After I updated one of the servers to 3.7.3, the client was able to mount the volume, but the errors persisted. (The 1st machine to be updated, death-star, was specified in /etc/fstab).
After I updated the 2nd server, the errors went away. So I am good to go now, but I am reporting this as a bug/issue.
Version-Release number of selected component (if applicable):
Client is F21 x86_64.
It was running 3.5.5-2.fc21.x86_64 (provided by Fedora.)
Then I updated it to 3.7.3-1.fc21 from download.gluster.org.
Both servers are RHEL 7.1 x86_64.
They were running 3.7.21.el7 from download.gluster.org.
Then I updated them to 3.7.3-1.el7 from download.gluster.org.
The mount command failed multiple times in a row, but I fixed the issue by updating the servers.
death-star:/gv-homes-AD /gv-homes-AD glusterfs acl 0 0
Is there any firewall blocking the data? Can you give the output of,
# iptables -L
from all the bricks and client node?
Sorry, I have already updated all 3 machines.
I think I had the firewall disabled on all of them at the time. I know that I later verified that the firewall was disabled on all of them by running that command.
We are seeing the same issue. The 3.7.3 client to a 3.7.2 server fails to mount. I didn't see any log messages on the server side.
Log From Client:
[2015-08-03 14:36:55.678451] I [MSGID: 100030] [glusterfsd.c:2301:main] 0-/usr/sbin/glusterfs: Started running /usr/sbin/glusterfs version 3.7.3 (args: /usr/sbin/glusterfs --volfile-server=gluster1 --volfile-server=gluster2 --volfile-id=general1 /gluster/general1)
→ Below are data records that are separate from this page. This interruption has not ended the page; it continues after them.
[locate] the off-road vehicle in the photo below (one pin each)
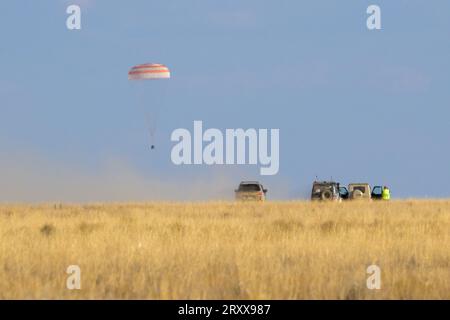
(250, 191)
(325, 191)
(361, 191)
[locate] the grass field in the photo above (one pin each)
(280, 250)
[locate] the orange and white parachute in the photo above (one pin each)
(150, 94)
(149, 71)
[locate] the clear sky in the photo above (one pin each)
(352, 104)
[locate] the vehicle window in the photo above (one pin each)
(249, 187)
(377, 190)
(360, 188)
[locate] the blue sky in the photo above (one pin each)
(352, 104)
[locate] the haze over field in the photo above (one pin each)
(227, 250)
(352, 104)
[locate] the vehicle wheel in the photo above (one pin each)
(327, 195)
(357, 194)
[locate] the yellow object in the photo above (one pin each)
(386, 195)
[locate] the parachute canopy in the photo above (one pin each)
(149, 71)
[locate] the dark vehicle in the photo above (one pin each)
(327, 191)
(250, 191)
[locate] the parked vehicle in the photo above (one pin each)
(325, 191)
(361, 191)
(250, 191)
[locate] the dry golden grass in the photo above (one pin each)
(289, 250)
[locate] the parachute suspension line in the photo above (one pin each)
(145, 73)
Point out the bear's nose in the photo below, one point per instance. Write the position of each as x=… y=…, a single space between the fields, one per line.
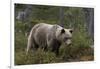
x=68 y=42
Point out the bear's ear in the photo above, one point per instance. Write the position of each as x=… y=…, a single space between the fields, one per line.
x=62 y=31
x=71 y=30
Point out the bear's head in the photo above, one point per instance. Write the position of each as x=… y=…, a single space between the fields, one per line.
x=64 y=35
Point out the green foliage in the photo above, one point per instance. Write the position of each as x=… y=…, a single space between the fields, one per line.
x=80 y=50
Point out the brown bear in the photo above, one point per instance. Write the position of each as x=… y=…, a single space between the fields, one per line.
x=48 y=37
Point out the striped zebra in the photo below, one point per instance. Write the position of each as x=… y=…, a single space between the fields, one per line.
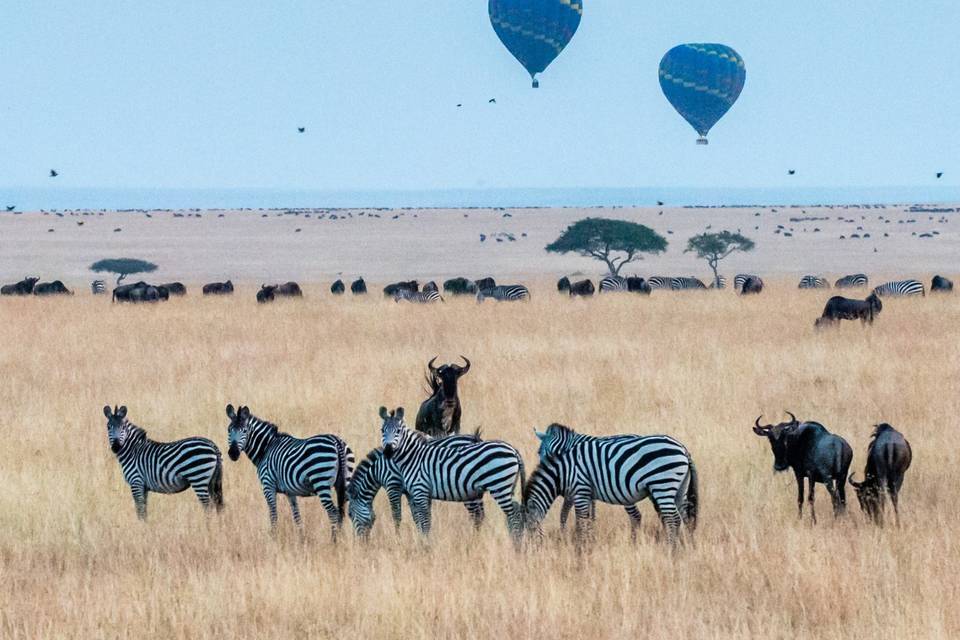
x=901 y=288
x=420 y=297
x=456 y=474
x=813 y=282
x=292 y=466
x=617 y=470
x=164 y=467
x=851 y=281
x=686 y=284
x=376 y=471
x=504 y=293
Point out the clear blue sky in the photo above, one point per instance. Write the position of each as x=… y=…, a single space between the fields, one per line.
x=209 y=94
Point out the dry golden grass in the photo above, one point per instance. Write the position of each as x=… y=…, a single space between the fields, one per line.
x=77 y=563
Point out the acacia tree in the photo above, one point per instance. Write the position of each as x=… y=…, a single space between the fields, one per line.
x=714 y=247
x=615 y=242
x=122 y=267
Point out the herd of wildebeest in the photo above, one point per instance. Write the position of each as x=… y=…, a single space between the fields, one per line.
x=433 y=461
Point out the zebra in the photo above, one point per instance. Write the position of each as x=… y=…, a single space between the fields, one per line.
x=292 y=466
x=900 y=288
x=504 y=293
x=457 y=474
x=686 y=284
x=164 y=467
x=851 y=281
x=813 y=282
x=376 y=471
x=617 y=470
x=420 y=297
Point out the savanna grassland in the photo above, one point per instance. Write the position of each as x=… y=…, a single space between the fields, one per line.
x=699 y=366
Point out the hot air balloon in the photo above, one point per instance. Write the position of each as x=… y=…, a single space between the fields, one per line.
x=535 y=31
x=702 y=81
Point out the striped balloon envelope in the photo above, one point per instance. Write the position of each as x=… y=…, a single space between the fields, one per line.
x=702 y=81
x=535 y=31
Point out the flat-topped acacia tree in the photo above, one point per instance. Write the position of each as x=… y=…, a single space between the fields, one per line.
x=714 y=247
x=122 y=267
x=614 y=242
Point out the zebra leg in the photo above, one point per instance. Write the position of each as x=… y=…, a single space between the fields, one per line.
x=140 y=500
x=634 y=514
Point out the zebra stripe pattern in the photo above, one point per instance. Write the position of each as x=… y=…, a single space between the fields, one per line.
x=813 y=282
x=294 y=467
x=901 y=288
x=851 y=281
x=456 y=474
x=376 y=471
x=504 y=293
x=617 y=470
x=420 y=297
x=164 y=467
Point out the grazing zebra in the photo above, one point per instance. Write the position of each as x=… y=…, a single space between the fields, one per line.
x=456 y=474
x=420 y=297
x=901 y=288
x=686 y=284
x=164 y=467
x=292 y=466
x=617 y=470
x=375 y=471
x=851 y=281
x=813 y=282
x=504 y=293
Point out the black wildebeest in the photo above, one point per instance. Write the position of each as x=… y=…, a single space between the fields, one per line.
x=888 y=458
x=22 y=288
x=941 y=284
x=51 y=288
x=459 y=287
x=218 y=288
x=174 y=288
x=839 y=308
x=391 y=289
x=439 y=415
x=583 y=288
x=813 y=453
x=267 y=293
x=751 y=285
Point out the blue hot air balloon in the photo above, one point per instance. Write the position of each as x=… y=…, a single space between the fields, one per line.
x=702 y=81
x=535 y=31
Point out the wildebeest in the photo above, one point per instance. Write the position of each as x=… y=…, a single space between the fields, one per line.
x=218 y=288
x=439 y=415
x=267 y=293
x=888 y=458
x=839 y=308
x=939 y=283
x=813 y=453
x=583 y=288
x=51 y=288
x=459 y=287
x=391 y=289
x=751 y=285
x=22 y=288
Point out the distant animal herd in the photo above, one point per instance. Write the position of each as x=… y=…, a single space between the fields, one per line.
x=433 y=461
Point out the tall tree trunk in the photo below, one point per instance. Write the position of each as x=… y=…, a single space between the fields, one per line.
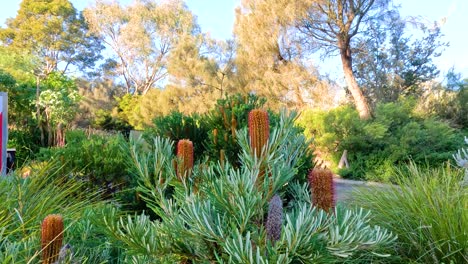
x=38 y=110
x=360 y=101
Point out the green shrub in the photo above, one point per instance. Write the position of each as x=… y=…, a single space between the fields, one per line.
x=97 y=160
x=27 y=143
x=215 y=132
x=228 y=116
x=428 y=212
x=391 y=138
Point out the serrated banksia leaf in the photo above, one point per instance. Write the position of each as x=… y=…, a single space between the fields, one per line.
x=51 y=238
x=185 y=158
x=275 y=218
x=259 y=130
x=322 y=189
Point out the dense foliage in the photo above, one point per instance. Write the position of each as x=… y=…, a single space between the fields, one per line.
x=396 y=134
x=25 y=203
x=427 y=211
x=218 y=213
x=95 y=159
x=214 y=134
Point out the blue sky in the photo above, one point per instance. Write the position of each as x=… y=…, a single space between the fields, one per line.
x=217 y=17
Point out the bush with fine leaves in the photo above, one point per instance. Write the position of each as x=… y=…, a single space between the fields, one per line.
x=395 y=135
x=428 y=212
x=219 y=213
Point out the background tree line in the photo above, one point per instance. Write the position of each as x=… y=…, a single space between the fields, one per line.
x=121 y=66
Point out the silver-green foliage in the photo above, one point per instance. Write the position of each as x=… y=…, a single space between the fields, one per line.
x=218 y=214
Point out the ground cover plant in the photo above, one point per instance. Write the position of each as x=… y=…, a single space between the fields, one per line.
x=397 y=134
x=218 y=213
x=428 y=212
x=27 y=201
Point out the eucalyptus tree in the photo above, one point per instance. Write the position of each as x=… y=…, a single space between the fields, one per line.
x=331 y=25
x=141 y=37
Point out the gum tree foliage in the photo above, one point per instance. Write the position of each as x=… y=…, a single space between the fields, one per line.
x=58 y=103
x=390 y=63
x=54 y=33
x=141 y=37
x=218 y=213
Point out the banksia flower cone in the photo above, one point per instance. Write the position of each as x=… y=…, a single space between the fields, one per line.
x=259 y=130
x=185 y=157
x=275 y=218
x=322 y=189
x=51 y=238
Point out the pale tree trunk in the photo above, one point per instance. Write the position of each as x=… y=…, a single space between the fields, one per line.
x=360 y=101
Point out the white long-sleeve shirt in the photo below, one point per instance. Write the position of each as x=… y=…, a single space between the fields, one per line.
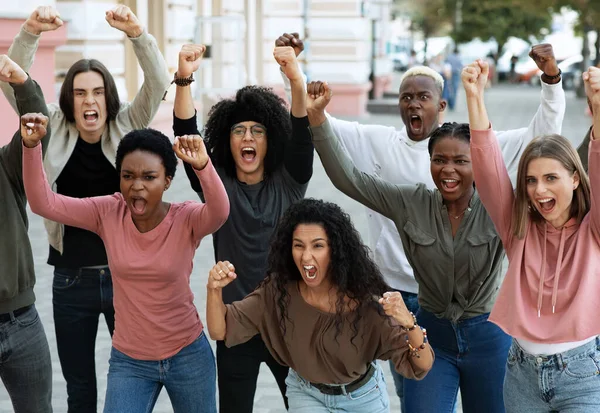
x=390 y=154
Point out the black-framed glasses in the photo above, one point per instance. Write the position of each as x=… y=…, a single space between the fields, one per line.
x=257 y=131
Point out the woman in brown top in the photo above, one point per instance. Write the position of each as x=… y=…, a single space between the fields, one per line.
x=320 y=311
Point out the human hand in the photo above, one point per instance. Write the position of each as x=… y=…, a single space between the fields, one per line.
x=220 y=275
x=543 y=56
x=122 y=18
x=286 y=58
x=474 y=78
x=191 y=149
x=292 y=40
x=43 y=19
x=34 y=127
x=394 y=306
x=11 y=72
x=190 y=57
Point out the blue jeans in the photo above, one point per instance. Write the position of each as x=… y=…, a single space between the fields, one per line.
x=189 y=377
x=469 y=354
x=79 y=296
x=412 y=303
x=25 y=365
x=563 y=382
x=372 y=397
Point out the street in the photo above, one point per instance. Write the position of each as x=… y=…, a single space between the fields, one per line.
x=509 y=107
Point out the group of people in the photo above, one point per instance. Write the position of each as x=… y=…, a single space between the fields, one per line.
x=293 y=285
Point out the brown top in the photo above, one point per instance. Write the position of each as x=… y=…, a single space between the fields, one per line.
x=309 y=345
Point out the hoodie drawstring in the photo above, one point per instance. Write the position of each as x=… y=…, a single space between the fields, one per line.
x=557 y=271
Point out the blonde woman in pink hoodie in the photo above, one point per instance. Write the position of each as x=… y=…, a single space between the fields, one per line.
x=550 y=228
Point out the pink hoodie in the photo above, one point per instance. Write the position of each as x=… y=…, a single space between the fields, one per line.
x=551 y=293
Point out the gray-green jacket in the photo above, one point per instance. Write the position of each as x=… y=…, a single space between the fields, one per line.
x=458 y=277
x=17 y=275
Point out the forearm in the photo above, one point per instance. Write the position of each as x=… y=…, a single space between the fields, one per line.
x=478 y=117
x=183 y=108
x=215 y=314
x=298 y=98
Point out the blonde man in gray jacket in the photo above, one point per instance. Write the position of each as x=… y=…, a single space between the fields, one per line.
x=87 y=125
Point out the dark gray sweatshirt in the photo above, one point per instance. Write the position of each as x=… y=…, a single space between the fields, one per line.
x=17 y=275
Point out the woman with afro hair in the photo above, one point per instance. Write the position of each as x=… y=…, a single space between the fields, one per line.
x=325 y=311
x=265 y=165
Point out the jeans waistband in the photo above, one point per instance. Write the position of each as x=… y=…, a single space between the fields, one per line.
x=556 y=360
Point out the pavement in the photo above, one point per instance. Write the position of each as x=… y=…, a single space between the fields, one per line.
x=509 y=106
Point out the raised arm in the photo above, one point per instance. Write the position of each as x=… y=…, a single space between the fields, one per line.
x=144 y=106
x=208 y=217
x=489 y=170
x=549 y=117
x=84 y=213
x=591 y=79
x=22 y=50
x=184 y=113
x=366 y=144
x=369 y=190
x=299 y=152
x=29 y=99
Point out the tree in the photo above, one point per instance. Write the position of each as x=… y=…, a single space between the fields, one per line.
x=500 y=19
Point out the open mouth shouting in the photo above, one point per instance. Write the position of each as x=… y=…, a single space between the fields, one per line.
x=138 y=205
x=546 y=205
x=310 y=272
x=90 y=117
x=248 y=154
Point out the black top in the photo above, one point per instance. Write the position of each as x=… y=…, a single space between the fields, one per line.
x=87 y=173
x=255 y=209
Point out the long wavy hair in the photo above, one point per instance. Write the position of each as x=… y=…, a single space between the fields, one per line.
x=351 y=270
x=264 y=107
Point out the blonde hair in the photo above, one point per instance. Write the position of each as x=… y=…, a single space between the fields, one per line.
x=552 y=147
x=425 y=71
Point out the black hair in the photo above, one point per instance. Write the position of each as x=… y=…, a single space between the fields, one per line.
x=351 y=270
x=264 y=107
x=449 y=130
x=148 y=140
x=66 y=99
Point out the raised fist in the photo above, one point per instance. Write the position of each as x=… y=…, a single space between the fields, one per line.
x=474 y=77
x=190 y=58
x=33 y=128
x=43 y=19
x=122 y=18
x=10 y=71
x=286 y=58
x=191 y=149
x=292 y=40
x=221 y=274
x=591 y=80
x=543 y=56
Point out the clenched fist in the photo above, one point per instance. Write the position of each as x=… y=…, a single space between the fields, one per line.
x=474 y=78
x=190 y=58
x=191 y=149
x=34 y=127
x=11 y=72
x=543 y=56
x=220 y=275
x=43 y=19
x=292 y=40
x=122 y=18
x=286 y=58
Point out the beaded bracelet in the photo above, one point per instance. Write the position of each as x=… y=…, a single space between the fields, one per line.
x=407 y=329
x=414 y=351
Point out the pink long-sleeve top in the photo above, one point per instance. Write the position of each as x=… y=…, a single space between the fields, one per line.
x=155 y=316
x=552 y=272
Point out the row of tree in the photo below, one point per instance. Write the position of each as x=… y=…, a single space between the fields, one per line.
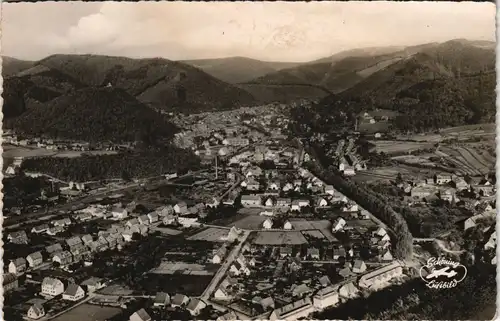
x=370 y=201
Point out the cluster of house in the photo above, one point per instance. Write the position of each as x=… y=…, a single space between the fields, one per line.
x=193 y=305
x=281 y=157
x=446 y=187
x=348 y=161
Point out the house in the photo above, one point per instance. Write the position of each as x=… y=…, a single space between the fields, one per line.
x=63 y=258
x=93 y=284
x=10 y=282
x=295 y=206
x=381 y=275
x=36 y=311
x=348 y=290
x=153 y=217
x=40 y=229
x=140 y=315
x=293 y=311
x=313 y=253
x=338 y=253
x=250 y=201
x=195 y=306
x=74 y=292
x=219 y=255
x=338 y=224
x=267 y=224
x=324 y=281
x=443 y=178
x=387 y=256
x=17 y=266
x=143 y=219
x=161 y=299
x=52 y=286
x=269 y=202
x=285 y=251
x=326 y=297
x=229 y=316
x=359 y=266
x=181 y=208
x=321 y=202
x=222 y=294
x=179 y=300
x=18 y=237
x=34 y=259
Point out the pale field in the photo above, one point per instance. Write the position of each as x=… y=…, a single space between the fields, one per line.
x=211 y=234
x=279 y=238
x=89 y=312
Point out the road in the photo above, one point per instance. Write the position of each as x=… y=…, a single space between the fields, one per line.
x=224 y=268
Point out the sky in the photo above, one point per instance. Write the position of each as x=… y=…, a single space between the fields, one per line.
x=272 y=31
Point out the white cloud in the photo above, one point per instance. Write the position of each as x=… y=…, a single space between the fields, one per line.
x=272 y=31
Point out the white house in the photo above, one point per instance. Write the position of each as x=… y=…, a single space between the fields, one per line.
x=267 y=224
x=326 y=297
x=52 y=286
x=338 y=224
x=74 y=292
x=36 y=311
x=195 y=306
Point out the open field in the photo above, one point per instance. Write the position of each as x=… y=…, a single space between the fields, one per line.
x=279 y=238
x=468 y=160
x=251 y=222
x=394 y=146
x=191 y=285
x=89 y=312
x=211 y=234
x=184 y=268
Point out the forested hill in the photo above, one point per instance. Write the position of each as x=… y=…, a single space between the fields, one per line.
x=94 y=115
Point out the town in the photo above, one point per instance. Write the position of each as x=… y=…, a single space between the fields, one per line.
x=253 y=235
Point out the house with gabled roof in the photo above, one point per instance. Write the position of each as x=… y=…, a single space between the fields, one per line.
x=35 y=259
x=17 y=266
x=74 y=292
x=36 y=311
x=140 y=315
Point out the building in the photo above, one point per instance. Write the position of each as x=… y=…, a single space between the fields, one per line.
x=250 y=201
x=381 y=275
x=10 y=282
x=219 y=255
x=267 y=224
x=36 y=311
x=63 y=258
x=34 y=259
x=161 y=299
x=359 y=266
x=52 y=287
x=18 y=237
x=17 y=266
x=74 y=292
x=140 y=315
x=195 y=306
x=326 y=297
x=293 y=311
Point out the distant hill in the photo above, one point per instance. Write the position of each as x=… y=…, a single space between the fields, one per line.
x=346 y=70
x=238 y=69
x=94 y=115
x=11 y=66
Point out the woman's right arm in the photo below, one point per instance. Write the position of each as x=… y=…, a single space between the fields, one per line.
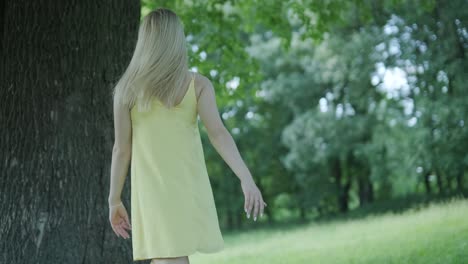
x=225 y=145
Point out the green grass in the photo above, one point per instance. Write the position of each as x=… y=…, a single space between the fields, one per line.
x=435 y=233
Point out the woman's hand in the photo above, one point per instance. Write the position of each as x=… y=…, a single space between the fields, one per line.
x=253 y=199
x=118 y=218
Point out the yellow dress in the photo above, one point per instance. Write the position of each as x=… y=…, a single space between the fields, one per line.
x=173 y=211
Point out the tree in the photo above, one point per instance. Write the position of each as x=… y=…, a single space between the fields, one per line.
x=60 y=61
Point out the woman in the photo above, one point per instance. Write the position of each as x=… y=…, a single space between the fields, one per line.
x=157 y=102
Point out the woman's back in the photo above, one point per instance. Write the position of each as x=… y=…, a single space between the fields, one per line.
x=173 y=210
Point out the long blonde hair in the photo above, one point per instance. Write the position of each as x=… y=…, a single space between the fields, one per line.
x=159 y=65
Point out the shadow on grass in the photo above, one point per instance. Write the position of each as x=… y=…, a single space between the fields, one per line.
x=395 y=205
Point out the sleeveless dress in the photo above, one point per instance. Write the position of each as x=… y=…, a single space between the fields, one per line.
x=173 y=211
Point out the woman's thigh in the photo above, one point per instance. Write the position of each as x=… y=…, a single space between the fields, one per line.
x=177 y=260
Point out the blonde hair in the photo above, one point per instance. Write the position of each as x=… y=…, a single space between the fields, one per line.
x=159 y=64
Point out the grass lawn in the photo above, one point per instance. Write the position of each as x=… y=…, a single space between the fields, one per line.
x=437 y=233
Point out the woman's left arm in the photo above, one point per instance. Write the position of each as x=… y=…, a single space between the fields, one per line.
x=121 y=152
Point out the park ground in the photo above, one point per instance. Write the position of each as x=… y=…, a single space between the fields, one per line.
x=436 y=232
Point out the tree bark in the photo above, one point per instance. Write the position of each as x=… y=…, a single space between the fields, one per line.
x=60 y=60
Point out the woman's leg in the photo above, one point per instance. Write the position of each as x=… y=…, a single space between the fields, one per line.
x=177 y=260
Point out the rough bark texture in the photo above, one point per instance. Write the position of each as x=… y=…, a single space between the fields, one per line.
x=60 y=60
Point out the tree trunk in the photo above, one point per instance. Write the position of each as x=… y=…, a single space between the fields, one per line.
x=427 y=183
x=60 y=60
x=342 y=188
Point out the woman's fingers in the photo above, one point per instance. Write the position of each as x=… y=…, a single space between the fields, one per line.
x=247 y=204
x=257 y=208
x=122 y=231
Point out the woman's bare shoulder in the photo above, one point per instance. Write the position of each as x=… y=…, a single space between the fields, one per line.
x=201 y=82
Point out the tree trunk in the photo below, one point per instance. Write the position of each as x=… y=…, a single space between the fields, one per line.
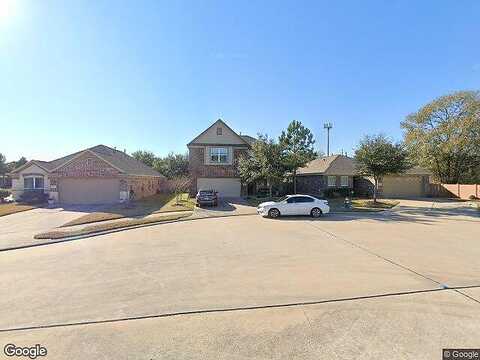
x=294 y=181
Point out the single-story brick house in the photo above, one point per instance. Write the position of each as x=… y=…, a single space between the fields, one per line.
x=328 y=172
x=213 y=160
x=340 y=172
x=98 y=175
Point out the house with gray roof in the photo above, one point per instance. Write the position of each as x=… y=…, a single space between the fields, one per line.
x=328 y=172
x=97 y=175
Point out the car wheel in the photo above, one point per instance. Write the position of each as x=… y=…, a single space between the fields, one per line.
x=273 y=213
x=316 y=212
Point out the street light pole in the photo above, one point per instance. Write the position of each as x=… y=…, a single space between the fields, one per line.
x=328 y=126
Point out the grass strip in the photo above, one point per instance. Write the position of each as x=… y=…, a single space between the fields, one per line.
x=7 y=209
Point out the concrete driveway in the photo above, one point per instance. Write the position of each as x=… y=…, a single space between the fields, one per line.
x=247 y=287
x=18 y=229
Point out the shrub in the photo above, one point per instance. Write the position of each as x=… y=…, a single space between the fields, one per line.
x=34 y=197
x=4 y=193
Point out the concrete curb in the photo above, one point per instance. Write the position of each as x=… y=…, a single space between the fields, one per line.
x=188 y=218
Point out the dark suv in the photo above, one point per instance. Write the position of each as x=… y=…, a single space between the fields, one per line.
x=207 y=197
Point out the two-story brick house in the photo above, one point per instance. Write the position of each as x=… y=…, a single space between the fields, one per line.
x=213 y=160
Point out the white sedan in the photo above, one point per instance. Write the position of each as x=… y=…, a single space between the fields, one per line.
x=294 y=205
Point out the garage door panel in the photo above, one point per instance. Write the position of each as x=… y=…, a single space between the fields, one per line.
x=88 y=191
x=226 y=187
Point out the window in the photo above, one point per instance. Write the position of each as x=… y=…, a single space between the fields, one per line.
x=32 y=182
x=332 y=181
x=219 y=155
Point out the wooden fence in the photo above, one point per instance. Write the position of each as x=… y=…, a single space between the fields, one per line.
x=462 y=191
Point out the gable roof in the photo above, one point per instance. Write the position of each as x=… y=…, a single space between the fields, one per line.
x=330 y=165
x=118 y=159
x=241 y=140
x=344 y=165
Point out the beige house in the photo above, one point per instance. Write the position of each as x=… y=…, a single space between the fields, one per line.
x=328 y=172
x=340 y=172
x=213 y=158
x=98 y=175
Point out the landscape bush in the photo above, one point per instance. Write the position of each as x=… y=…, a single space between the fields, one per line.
x=4 y=193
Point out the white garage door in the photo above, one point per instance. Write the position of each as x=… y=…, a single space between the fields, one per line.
x=225 y=187
x=88 y=191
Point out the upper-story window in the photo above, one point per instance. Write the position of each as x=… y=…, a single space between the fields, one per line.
x=219 y=155
x=332 y=181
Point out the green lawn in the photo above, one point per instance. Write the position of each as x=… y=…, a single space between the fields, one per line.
x=380 y=204
x=7 y=209
x=159 y=203
x=254 y=201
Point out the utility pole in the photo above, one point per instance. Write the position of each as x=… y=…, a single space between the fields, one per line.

[2015-08-03 14:36:55.689039] I [MSGID: 101190] [event-epoll.c:632:event_dispatch_epoll_worker] 0-epoll: Started thread with index 1
[2015-08-03 14:36:55.726060] W [socket.c:642:__socket_rwv] 0-glusterfs: readv on 10.x.x.x:24007 failed (No data available)
[2015-08-03 14:36:55.726894] E [rpc-clnt.c:362:saved_frames_unwind] (--> /usr/lib/x86_64-linux-gnu/libglusterfs.so.0(_gf_log_callingfn+0x196)[0x7f084bb7bf46] (--> /usr/lib/x86_64-linux-gnu/libgfrpc.so.0(saved_frames_unwind+0x1de)[0x7f084b94c54e] (--> /usr/lib/x86_64-linux-gnu/libgfrpc.so.0(saved_frames_destroy+0xe)[0x7f084b94c65e] (--> /usr/lib/x86_64-linux-gnu/libgfrpc.so.0(rpc_clnt_connection_cleanup+0x9c)[0x7f084b94df1c] (--> /usr/lib/x86_64-linux-gnu/libgfrpc.so.0(rpc_clnt_notify+0x48)[0x7f084b94e6b8] ))))) 0-glusterfs: forced unwinding frame type(GlusterFS Handshake) op(GETSPEC(2)) called at 2015-08-03 14:36:55.707046 (xid=0x1)
[2015-08-03 14:36:55.726988] E [glusterfsd-mgmt.c:1604:mgmt_getspec_cbk] 0-mgmt: failed to fetch volume file (key:general1)
[2015-08-03 14:36:55.727131] W [glusterfsd.c:1219:cleanup_and_exit] (-->/usr/lib/x86_64-linux-gnu/libgfrpc.so.0(saved_frames_unwind+0x205) [0x7f084b94c575] -->/usr/sbin/glusterfs(mgmt_getspec_cbk+0x400) [0x7f084c051f00] -->/usr/sbin/glusterfs(cleanup_and_exit+0x69) [0x7f084c04c589] ) 0-: received signum (0), shutting down
[2015-08-03 14:36:55.727252] I [fuse-bridge.c:5595:fini] 0-fuse: Unmounting '/gluster/general1'.
[2015-08-03 14:36:55.740108] W [glusterfsd.c:1219:cleanup_and_exit] (-->/lib/x86_64-linux-gnu/libpthread.so.0(+0x8182) [0x7f084b30f182] -->/usr/sbin/glusterfs(glusterfs_sigwaiter+0xd5) [0x7f084c04c6f5] -->/usr/sbin/glusterfs(cleanup_and_exit+0x69) [0x7f084c04c589] ) 0-: received signum (15), shutting down
Downgrading to the client to 3.7.2 fixes the issue.
I just ran into this same issue with oVirt 4.0 on CentOS 7 when tryng to connect a new host into an existing Gluster storage domain.
If I manually mount with client at 3.7.3, then I see the "failed to fetch volume file" error. I was able to manually downgrade the client to 3.7.2 (as suggested in comment#4) and this issue is not seen.
This is now a one-year-old issue which effects new hosts using the current, just-released version of oVirt.
This bug is getting closed because GlusteFS-3.7 has reached its end-of-life.
Note: This bug is being closed using a script. No verification has been performed to check if it still exists on newer releases of GlusterFS.
If this bug still exists in newer GlusterFS releases, please reopen this bug against the newer release.